The building was decommissioned by the school district in the early 1980s and is now operated by a private school. I’ve peeked inside since then and seen that a new fire alarm system was installed at some point. The beacons are gone, but all the old Edwards devices (bells and pull stations inside, horns outside) are still there.
As for the beacons there and in the other schools…I would love to know. Apparently, a decision was made around 1980 that all the district schools needed them. To my knowledge, all of the buildings have since either been replaced or outfitted with newer systems that have strobes, and the beacons are all gone.
I’m fairly certain I took at least one picture of one of the beacons at one time, or it might even be visible in a school yearbook. I’ll look for a picture when I’m back home and post it.
Huh, good point: horns would definitely be more audible than bells in that particular location.
My only guess is that the beacons were installed when regulations were less strict, but once they became such the beacons had to go (as like I said they’re not meant or approved for fire alarm service). Any idea if the system had any visual signals other than the beacons? (& if it has any today for that matter)
Both of the elementary schools had no visual signals other than the beacons.
The junior high school did have strobes in the gymnasiums. I wonder if they were part of the original system in the junior high school? I believe the junior high school’s alarm system was supplied by Couch, and the strobes were on silver-colored mounting plates high up on the walls in the gymnasiums, and had a sticker on them that read “FIRE”.
The senior high school, built in the mid- to late-50s, was a mixed bag. The system was coded with 10-inch bells, which came in 3 different colors. Most of the bells were black, and a few were either red or gray - I guess those were later replacements? In one hallway there was a horn/strobe on the wall directly outside of the library that emitted a slow whoop. Finally, there were the rotating beacons that were added around 1980, except that one of the beacons was not a rotating beacon, but rather emitted a yellow pulse every few seconds. The pull stations were fun: they were huge, looked like they were made out of cast iron, and had the small break glass window in front to open them, and then a metal hook inside that had to be pulled down and released.
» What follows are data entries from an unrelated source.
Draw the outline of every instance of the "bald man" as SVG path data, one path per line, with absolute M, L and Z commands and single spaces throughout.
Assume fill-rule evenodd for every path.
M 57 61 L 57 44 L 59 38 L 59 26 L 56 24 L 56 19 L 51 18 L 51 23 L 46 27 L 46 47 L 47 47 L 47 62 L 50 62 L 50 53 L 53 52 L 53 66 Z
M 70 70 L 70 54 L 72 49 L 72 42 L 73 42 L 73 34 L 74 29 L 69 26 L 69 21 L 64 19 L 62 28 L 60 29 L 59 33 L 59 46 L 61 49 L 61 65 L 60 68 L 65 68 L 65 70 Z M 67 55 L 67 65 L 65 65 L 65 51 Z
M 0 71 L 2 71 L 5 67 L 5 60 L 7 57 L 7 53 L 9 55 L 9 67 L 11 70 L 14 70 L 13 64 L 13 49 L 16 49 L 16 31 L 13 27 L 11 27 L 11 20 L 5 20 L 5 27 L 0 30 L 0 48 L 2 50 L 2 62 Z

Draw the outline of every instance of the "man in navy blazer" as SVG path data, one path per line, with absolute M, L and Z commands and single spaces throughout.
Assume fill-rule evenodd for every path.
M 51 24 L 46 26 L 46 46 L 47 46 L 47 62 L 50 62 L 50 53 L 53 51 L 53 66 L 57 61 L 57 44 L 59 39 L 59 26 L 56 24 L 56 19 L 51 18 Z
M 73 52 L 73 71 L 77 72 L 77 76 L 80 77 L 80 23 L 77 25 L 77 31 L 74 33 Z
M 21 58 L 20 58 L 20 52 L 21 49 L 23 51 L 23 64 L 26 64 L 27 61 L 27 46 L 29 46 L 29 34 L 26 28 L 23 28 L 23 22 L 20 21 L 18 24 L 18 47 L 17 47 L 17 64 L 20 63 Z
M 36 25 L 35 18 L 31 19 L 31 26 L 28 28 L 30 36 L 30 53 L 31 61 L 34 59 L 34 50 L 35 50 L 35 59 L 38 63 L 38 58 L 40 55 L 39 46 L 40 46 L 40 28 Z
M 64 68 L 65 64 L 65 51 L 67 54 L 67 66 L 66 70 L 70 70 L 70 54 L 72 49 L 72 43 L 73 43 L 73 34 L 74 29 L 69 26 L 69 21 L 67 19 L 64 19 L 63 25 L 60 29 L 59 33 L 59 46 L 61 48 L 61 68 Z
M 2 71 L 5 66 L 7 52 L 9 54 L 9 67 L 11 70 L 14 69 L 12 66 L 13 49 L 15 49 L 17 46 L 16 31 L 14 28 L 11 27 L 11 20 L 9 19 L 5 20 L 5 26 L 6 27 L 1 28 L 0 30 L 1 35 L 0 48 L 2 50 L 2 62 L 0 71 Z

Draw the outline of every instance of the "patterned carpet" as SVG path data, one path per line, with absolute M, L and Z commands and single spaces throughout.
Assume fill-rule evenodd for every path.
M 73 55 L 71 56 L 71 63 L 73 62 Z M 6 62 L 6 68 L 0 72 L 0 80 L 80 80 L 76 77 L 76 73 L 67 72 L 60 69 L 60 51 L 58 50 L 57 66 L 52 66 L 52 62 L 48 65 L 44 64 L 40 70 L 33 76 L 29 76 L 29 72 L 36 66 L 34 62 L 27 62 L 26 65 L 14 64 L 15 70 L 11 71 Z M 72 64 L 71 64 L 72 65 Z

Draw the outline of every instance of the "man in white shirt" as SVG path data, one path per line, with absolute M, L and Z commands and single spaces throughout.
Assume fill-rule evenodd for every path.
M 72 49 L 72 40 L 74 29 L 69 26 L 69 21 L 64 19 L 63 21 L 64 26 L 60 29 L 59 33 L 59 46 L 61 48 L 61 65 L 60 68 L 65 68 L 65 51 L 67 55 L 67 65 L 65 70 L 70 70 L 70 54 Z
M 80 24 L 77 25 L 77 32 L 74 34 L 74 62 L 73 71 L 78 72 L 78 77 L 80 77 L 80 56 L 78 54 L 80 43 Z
Makes me think of the Notifier Emhart NWS-24, as that’s one of the few devices I know of that came in silver, but they could also be super-rare older Whelen VSA-24s (there isn’t a picture of one of these anywhere online as far as I know: I only know about them thanks to an Ebay lot containing one that I bought once).
From what I’ve seen very early fire alarm bells were often black or gray, but of course nowdays fire alarm signals in general are almost always red or white, with gray being reserved for non-fire alarm signals (AKA general signaling devices). It’s also possible that some of the gray & black bells were school bells rather than fire alarm bells.
Sounds like either a multi-tone electronic horn/strobe or a speaker/strobe to me (which are the only two types of notification appliance capable of emitting such a sound), definitely unusual to find in a system with mostly bells though.
Hmm, could have been either a strobe beacon or a rotating beacon connected to a coded circuit, which would have caused it to pulse on every now & then instead of remaining on continuously.